At a recent workshop at the Kripalu Center for Yoga and Health, I coined a new phrase: equanimity equity (EE). EE is the rationale for practice. The more we practice, the more equanimity we have in the bank. When difficulty hits, we can draw on that balance to handle the situation without being overtaken by reactivity.
A lack of reactivity, after all, is the aim of mindfulness practices. Such reactivity colors every aspect of our being and that “noise” keeps us from experiencing the world as it is with an open and loving heart.
For those of us blessed with the natural countenance of a Buddha, equanimity is always at your disposal. For those of us not blessed (which is pretty much everyone, including Siddhartha Guatama before and after he was the Buddha), then practicing is required.
The mind is a powerful force and shaped by a lifetime of conditioning. Intention, will, and commitment are valuable attributes but usually not sufficient to pull off the feat of equanimity in any given moment.
Intellectually, I understand the value of non-reactivity. My familiarity with mindfulness and Buddhism spans decades now. However, despite that understanding, I find that the more I practice, the more I can actually do it.

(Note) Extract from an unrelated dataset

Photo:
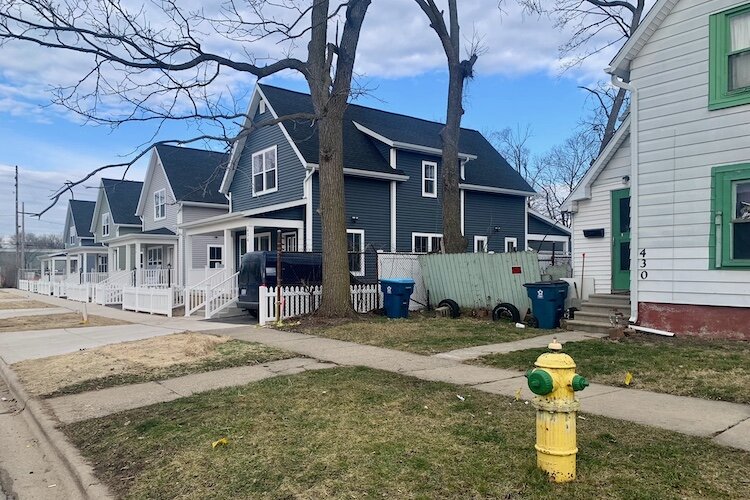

Depictions of the Buddha portray him as immune to reactivity–absolutely imperturbable. This may be myth. While the Buddha was supremely non-reactive, there are instances of frustration presented in the sutras. He, like all of us, was a human being, subject to the laws of physics and the demands of the moment.
I keep practicing, not to reach some unreachable place beyond reactivity, but for the sake of practice itself and to keep myself engaged in a conversation with equanimity. The longer you live in a home, the more equity you acquire through paying your mortgage. Similarly, my ongoing practice is equity in my mind–to bias the probability of equanimity arising in the next moment and all the moments to come.